Bioengineered keratocyte spheroids fabricated on chitosan coatings enhance tissue repair in a rabbit corneal stromal defect model.

Abstract

Cultivated cell spheroid transplantation is widely studied as a means of facilitating tissue regeneration. Chitosan biomaterial has been shown to promote keratocyte aggregation and multicellular spheroid formation. This study provides further evidence on application of bioengineered keratocyte spheroids for corneal stromal tissue engineering. In an allogeneic rabbit model of stromal destruction caused by bacterial keratitis, the corneas were intrastromally injected with isolated keratocyte suspensions or aggregated spheroid grafts at same cell number. Results of clinical observations and histological examinations on postoperative day 14 showed that when an antibiotic eye drop is only medication for inhibiting bacterial growth, permanent damage to stroma occurs, leading to disorganization of collagen lamellae and tissue structure as well as loss of corneal transparency and visual function.

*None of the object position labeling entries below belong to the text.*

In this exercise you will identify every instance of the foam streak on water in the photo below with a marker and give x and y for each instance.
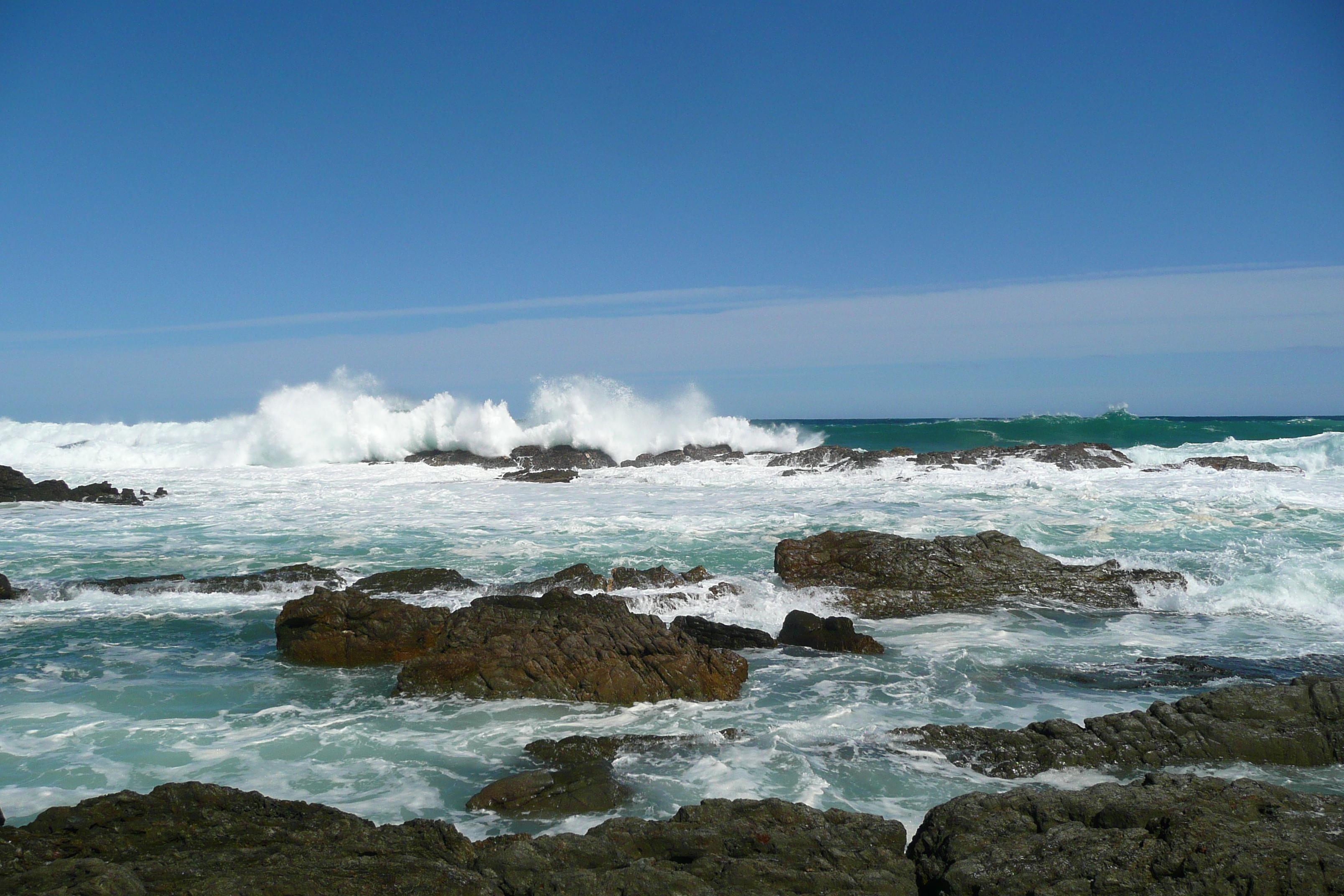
(103, 691)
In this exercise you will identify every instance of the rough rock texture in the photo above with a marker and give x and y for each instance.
(1080, 456)
(460, 458)
(1300, 723)
(891, 577)
(565, 647)
(718, 634)
(17, 487)
(689, 453)
(561, 457)
(209, 840)
(351, 629)
(803, 629)
(1167, 835)
(541, 476)
(413, 582)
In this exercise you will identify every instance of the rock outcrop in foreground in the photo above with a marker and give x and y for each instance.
(1171, 835)
(206, 839)
(890, 577)
(17, 487)
(1300, 723)
(558, 647)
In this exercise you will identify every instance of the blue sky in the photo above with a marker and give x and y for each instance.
(1056, 199)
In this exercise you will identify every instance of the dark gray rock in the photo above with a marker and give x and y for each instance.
(890, 577)
(541, 476)
(803, 629)
(206, 839)
(718, 634)
(566, 647)
(459, 457)
(1300, 723)
(1080, 456)
(1171, 835)
(17, 487)
(413, 582)
(560, 457)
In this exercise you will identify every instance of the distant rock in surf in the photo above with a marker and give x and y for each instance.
(565, 647)
(17, 487)
(1080, 456)
(891, 577)
(835, 634)
(686, 455)
(413, 582)
(1300, 723)
(460, 458)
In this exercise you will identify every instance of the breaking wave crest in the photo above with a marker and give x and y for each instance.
(350, 420)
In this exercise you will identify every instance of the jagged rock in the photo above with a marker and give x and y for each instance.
(206, 839)
(1172, 835)
(459, 457)
(803, 629)
(413, 582)
(1296, 725)
(1238, 463)
(565, 647)
(351, 629)
(577, 578)
(718, 634)
(891, 577)
(17, 487)
(541, 476)
(1080, 456)
(689, 453)
(560, 457)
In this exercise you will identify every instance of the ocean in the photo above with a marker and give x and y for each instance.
(104, 692)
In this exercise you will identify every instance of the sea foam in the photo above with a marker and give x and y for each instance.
(350, 420)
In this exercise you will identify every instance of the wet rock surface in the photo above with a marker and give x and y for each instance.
(17, 487)
(686, 455)
(566, 647)
(1171, 835)
(803, 629)
(413, 582)
(1080, 456)
(720, 634)
(460, 458)
(1300, 723)
(561, 457)
(206, 839)
(891, 577)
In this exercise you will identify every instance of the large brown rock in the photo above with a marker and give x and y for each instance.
(351, 629)
(566, 647)
(1170, 835)
(1300, 723)
(890, 577)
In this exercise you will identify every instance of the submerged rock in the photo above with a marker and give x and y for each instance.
(1174, 835)
(460, 458)
(685, 455)
(17, 487)
(413, 582)
(836, 634)
(1080, 456)
(1296, 725)
(351, 629)
(565, 647)
(206, 839)
(891, 577)
(718, 634)
(541, 476)
(561, 457)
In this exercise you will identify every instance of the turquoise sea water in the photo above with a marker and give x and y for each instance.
(103, 691)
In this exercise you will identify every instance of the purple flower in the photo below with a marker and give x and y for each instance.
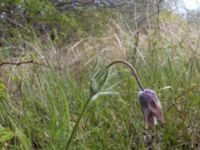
(151, 108)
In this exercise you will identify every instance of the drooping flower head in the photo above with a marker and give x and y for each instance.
(151, 107)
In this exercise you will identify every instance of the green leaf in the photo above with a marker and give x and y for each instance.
(18, 1)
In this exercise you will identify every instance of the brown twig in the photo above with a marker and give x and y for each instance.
(28, 62)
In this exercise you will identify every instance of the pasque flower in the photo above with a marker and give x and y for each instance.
(149, 101)
(151, 107)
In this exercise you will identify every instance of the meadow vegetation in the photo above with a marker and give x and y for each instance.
(40, 102)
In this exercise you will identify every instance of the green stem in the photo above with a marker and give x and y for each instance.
(78, 122)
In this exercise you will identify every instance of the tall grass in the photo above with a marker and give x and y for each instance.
(40, 106)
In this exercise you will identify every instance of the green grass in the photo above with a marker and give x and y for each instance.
(40, 106)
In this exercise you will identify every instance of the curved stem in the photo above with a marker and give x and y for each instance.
(134, 73)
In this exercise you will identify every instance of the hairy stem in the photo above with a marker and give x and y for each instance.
(75, 128)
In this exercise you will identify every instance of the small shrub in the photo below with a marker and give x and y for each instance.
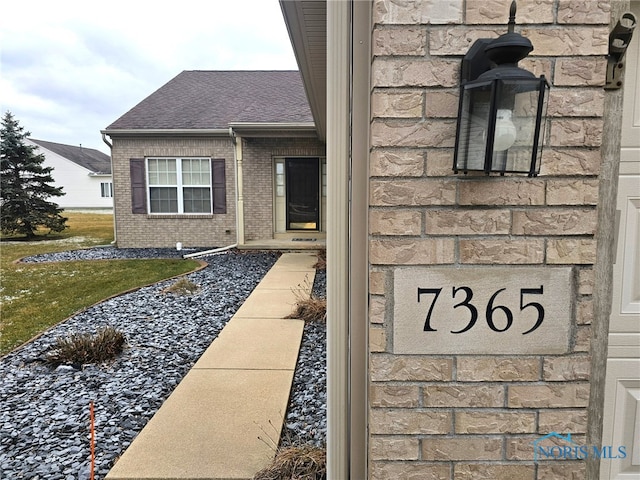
(306, 462)
(184, 286)
(321, 264)
(309, 308)
(83, 348)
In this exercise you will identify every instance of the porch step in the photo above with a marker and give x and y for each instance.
(223, 418)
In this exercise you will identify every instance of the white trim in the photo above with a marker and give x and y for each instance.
(179, 186)
(338, 68)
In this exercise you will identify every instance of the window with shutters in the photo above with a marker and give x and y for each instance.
(179, 185)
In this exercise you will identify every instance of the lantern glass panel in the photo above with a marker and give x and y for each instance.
(517, 116)
(475, 115)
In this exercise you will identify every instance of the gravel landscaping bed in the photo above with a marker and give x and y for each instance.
(44, 412)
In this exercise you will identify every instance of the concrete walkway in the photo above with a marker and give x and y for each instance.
(222, 420)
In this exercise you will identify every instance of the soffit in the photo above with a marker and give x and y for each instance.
(306, 22)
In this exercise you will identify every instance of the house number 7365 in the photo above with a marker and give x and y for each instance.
(499, 317)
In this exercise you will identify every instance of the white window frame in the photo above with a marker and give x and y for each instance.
(179, 186)
(106, 189)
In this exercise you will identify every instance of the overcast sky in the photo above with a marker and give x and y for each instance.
(70, 68)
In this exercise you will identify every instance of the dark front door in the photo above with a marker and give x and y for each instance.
(303, 193)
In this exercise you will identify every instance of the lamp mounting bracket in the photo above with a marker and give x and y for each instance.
(619, 40)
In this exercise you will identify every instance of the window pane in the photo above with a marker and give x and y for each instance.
(162, 171)
(197, 200)
(196, 171)
(163, 199)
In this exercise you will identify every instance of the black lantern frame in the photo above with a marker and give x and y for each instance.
(502, 110)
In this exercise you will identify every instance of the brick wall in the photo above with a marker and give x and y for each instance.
(476, 416)
(141, 230)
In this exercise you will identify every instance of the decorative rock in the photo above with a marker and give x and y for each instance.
(44, 412)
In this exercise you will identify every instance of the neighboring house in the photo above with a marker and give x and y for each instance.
(83, 173)
(218, 158)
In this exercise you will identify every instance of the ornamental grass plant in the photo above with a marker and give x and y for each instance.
(306, 462)
(84, 348)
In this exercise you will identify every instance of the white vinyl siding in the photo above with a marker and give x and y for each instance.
(106, 189)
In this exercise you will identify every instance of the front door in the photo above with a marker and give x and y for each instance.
(622, 391)
(302, 193)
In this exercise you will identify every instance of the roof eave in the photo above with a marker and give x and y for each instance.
(301, 17)
(163, 132)
(263, 129)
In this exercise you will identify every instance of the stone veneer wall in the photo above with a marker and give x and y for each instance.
(476, 416)
(258, 154)
(151, 231)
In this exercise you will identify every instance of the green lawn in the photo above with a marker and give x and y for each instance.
(33, 297)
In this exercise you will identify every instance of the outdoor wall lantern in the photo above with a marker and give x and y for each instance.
(502, 110)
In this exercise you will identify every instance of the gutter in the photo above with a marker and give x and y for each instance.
(165, 132)
(104, 139)
(115, 229)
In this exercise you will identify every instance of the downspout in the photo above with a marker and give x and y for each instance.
(237, 163)
(237, 157)
(110, 145)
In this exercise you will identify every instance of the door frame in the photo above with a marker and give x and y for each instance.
(280, 194)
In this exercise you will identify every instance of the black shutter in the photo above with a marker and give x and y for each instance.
(138, 186)
(219, 184)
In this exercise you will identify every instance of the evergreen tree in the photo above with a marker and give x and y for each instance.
(25, 185)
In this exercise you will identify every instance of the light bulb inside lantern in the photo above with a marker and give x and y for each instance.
(505, 135)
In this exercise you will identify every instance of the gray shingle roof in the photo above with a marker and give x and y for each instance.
(197, 99)
(93, 160)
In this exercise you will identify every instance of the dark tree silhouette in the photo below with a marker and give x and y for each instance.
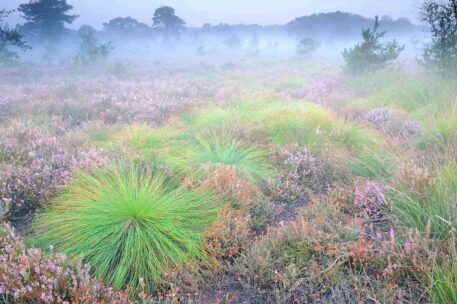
(166, 23)
(371, 54)
(441, 53)
(46, 19)
(9, 38)
(126, 27)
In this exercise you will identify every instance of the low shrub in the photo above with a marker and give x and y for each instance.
(301, 174)
(34, 165)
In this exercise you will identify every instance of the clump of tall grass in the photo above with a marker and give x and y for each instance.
(441, 131)
(221, 147)
(209, 118)
(435, 203)
(443, 276)
(127, 224)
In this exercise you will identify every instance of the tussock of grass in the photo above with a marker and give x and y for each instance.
(436, 204)
(213, 147)
(443, 277)
(210, 118)
(144, 137)
(126, 224)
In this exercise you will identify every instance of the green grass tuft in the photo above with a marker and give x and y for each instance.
(127, 224)
(437, 204)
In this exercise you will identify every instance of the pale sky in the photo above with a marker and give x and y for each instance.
(197, 12)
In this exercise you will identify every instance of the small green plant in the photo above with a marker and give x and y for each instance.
(221, 147)
(371, 54)
(127, 224)
(443, 277)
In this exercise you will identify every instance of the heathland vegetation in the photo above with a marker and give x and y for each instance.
(228, 179)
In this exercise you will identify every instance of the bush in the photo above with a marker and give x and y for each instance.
(90, 51)
(34, 165)
(301, 174)
(370, 54)
(127, 224)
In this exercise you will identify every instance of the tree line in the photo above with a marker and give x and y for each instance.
(46, 22)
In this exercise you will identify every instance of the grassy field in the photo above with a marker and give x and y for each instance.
(249, 182)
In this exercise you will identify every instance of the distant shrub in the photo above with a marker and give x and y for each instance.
(90, 51)
(147, 224)
(234, 42)
(307, 46)
(9, 38)
(441, 53)
(371, 54)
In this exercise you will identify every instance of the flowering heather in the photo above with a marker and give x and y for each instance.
(301, 173)
(371, 199)
(328, 90)
(34, 165)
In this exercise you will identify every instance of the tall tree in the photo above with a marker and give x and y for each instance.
(46, 19)
(166, 23)
(9, 38)
(126, 27)
(371, 54)
(441, 53)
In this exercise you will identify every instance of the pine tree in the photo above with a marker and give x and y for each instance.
(371, 54)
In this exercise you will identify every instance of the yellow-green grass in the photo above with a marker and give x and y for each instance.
(127, 224)
(436, 204)
(154, 144)
(213, 147)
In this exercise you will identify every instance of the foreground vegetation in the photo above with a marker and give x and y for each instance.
(306, 186)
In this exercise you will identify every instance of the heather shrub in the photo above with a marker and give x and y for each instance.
(148, 225)
(318, 258)
(370, 198)
(302, 174)
(34, 165)
(245, 212)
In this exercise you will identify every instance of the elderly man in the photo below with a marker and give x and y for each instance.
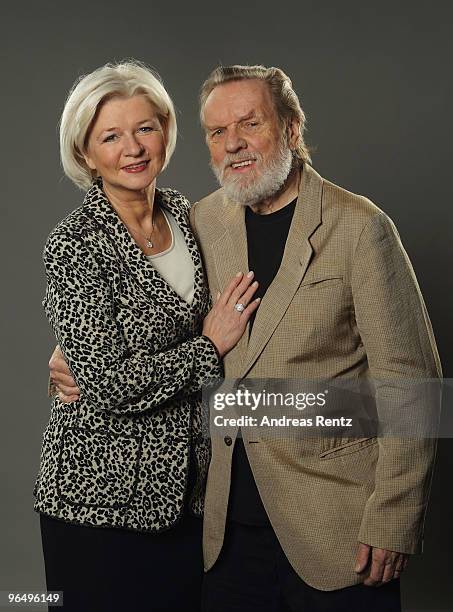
(310, 524)
(306, 525)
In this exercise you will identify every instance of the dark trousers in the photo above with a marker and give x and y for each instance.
(253, 574)
(113, 570)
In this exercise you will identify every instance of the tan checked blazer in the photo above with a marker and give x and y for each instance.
(345, 303)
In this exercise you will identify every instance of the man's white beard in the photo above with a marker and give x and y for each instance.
(248, 191)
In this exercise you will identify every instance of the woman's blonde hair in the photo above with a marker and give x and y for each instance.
(89, 92)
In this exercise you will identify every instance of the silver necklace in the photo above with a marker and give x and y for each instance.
(149, 244)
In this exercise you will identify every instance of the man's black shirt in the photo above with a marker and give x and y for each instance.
(266, 240)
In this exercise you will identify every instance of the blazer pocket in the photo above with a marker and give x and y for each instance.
(98, 469)
(348, 447)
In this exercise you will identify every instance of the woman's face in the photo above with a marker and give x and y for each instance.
(126, 145)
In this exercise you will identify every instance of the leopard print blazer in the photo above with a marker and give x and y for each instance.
(119, 455)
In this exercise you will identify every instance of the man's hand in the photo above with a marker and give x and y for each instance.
(380, 565)
(61, 377)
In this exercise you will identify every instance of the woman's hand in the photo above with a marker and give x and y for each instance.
(224, 324)
(61, 377)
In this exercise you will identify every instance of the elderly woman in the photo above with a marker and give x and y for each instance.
(122, 466)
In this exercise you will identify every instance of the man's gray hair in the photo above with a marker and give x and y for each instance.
(285, 98)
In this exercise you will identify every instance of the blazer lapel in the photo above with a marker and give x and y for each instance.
(296, 257)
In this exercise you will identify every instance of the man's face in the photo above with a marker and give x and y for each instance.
(250, 150)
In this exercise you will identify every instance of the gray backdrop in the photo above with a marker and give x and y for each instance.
(374, 80)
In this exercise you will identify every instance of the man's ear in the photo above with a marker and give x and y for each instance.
(293, 131)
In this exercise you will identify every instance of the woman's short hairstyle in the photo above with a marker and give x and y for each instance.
(89, 92)
(285, 98)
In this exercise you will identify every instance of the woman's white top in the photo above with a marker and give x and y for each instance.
(175, 264)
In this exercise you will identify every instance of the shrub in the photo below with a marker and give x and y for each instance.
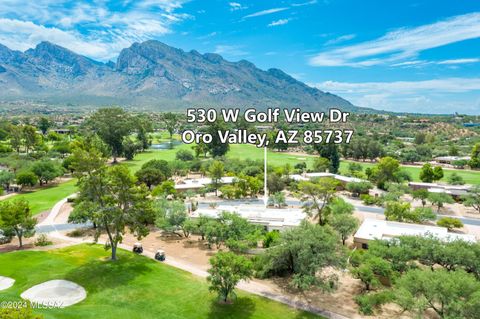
(370, 200)
(450, 223)
(43, 240)
(369, 302)
(270, 238)
(184, 155)
(358, 188)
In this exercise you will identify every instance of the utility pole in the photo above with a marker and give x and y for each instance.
(265, 189)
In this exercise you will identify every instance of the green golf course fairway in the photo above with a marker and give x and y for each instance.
(132, 287)
(44, 198)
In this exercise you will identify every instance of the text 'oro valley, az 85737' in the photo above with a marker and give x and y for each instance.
(270, 116)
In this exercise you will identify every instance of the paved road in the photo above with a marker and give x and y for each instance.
(359, 207)
(254, 287)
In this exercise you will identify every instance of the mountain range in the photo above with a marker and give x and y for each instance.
(153, 75)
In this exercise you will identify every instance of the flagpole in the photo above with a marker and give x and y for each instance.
(265, 189)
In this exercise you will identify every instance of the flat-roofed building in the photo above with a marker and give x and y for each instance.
(344, 180)
(372, 229)
(455, 191)
(451, 159)
(270, 218)
(199, 183)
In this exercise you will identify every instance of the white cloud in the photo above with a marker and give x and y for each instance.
(230, 51)
(429, 96)
(459, 61)
(234, 6)
(278, 22)
(456, 85)
(402, 44)
(340, 39)
(92, 30)
(265, 12)
(304, 3)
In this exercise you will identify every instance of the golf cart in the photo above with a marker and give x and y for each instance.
(160, 255)
(137, 248)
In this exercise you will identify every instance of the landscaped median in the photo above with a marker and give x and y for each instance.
(132, 287)
(43, 199)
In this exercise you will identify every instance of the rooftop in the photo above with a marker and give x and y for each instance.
(382, 229)
(256, 214)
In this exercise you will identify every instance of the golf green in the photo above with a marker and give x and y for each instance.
(132, 287)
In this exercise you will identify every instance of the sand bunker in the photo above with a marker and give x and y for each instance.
(6, 282)
(61, 293)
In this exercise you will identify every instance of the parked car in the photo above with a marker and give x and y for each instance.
(137, 248)
(4, 238)
(160, 255)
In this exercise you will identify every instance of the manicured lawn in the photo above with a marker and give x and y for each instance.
(142, 158)
(468, 176)
(274, 158)
(132, 287)
(45, 198)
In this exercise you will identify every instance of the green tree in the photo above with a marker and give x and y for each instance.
(475, 157)
(164, 189)
(44, 124)
(321, 164)
(345, 225)
(338, 206)
(440, 199)
(16, 136)
(450, 294)
(316, 196)
(387, 170)
(30, 137)
(397, 211)
(111, 199)
(216, 172)
(6, 178)
(184, 155)
(130, 148)
(426, 173)
(421, 194)
(420, 138)
(450, 223)
(226, 271)
(455, 179)
(472, 199)
(358, 188)
(216, 148)
(171, 216)
(302, 253)
(46, 170)
(330, 152)
(112, 125)
(170, 120)
(16, 219)
(154, 172)
(26, 178)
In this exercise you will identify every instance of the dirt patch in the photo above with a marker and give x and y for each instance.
(6, 282)
(41, 217)
(65, 210)
(61, 293)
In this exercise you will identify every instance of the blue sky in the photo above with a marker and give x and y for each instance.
(416, 56)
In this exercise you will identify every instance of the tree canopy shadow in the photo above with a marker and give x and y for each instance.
(242, 307)
(100, 274)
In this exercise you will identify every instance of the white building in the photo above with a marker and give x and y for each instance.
(198, 183)
(381, 229)
(270, 218)
(453, 190)
(309, 176)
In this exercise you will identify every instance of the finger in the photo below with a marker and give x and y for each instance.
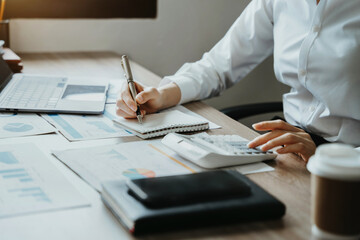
(284, 139)
(147, 95)
(125, 97)
(276, 124)
(122, 106)
(265, 138)
(301, 148)
(139, 87)
(124, 114)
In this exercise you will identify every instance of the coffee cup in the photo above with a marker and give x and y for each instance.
(335, 190)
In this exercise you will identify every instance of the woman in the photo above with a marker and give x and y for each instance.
(316, 48)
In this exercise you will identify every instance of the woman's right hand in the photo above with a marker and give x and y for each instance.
(149, 99)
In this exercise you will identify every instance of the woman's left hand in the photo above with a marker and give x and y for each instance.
(292, 139)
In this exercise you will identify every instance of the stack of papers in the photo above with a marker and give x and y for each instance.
(23, 124)
(30, 183)
(88, 127)
(134, 160)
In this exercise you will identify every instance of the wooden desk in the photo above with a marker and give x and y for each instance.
(290, 182)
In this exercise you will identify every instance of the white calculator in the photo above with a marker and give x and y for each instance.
(215, 151)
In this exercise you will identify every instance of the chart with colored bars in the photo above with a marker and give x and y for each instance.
(29, 183)
(137, 173)
(85, 127)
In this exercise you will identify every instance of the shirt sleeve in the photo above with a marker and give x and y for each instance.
(246, 44)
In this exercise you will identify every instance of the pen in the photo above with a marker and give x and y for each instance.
(128, 75)
(2, 9)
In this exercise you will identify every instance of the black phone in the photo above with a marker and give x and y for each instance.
(188, 189)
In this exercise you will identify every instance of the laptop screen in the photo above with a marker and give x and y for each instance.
(5, 73)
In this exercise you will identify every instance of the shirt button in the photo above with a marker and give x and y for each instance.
(316, 28)
(302, 72)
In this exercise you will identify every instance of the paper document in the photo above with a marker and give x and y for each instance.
(87, 127)
(114, 89)
(134, 160)
(23, 124)
(124, 161)
(187, 111)
(30, 183)
(159, 124)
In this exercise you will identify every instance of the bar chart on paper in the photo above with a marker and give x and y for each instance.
(29, 183)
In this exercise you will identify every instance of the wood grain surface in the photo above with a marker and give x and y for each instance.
(290, 182)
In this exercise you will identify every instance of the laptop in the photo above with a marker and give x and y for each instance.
(32, 93)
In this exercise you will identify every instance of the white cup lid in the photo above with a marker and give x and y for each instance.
(336, 161)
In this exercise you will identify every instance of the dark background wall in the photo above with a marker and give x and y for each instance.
(81, 9)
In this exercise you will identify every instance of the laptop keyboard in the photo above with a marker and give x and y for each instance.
(34, 92)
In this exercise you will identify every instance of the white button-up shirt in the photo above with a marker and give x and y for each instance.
(316, 52)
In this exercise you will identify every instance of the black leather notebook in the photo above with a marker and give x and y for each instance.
(251, 203)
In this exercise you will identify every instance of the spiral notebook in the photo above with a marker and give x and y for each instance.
(159, 124)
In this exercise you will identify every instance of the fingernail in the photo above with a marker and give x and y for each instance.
(280, 150)
(140, 99)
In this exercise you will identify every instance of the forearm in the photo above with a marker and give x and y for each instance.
(170, 95)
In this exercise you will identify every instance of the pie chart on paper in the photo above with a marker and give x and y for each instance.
(17, 127)
(137, 173)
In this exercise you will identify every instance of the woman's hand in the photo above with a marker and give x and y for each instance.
(292, 139)
(150, 99)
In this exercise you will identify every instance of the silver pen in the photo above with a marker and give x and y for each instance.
(128, 75)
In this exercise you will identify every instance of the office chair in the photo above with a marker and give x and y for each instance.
(247, 110)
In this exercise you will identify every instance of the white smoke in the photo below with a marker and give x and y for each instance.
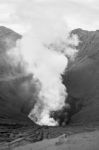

Intrastromal grafting of keratocytes provided additional benefits to overcome drawbacks of limited disease treatment performance associated with topically applied antibiotics. In particular, as compared to their cell suspension counterparts, bioengineered keratocyte spheroids had higher ability to preserve cellular phenotype, secrete collagen matrix, and enhance graft retention, suggesting excellent repair capability for managing stromal tissue defect and alleviating corneal haze/oedema. In summary, the findings emphasize the role of keratocyte configuration (i.e., two-dimensional monolayer or three-dimensional spheroid) in determining therapeutic potency of cellular allografts for stromal tissue reconstruction. Transplantation of keratocyte spheroids cultured on chitosan substrates may represent a promising strategy for corneal stromal repair.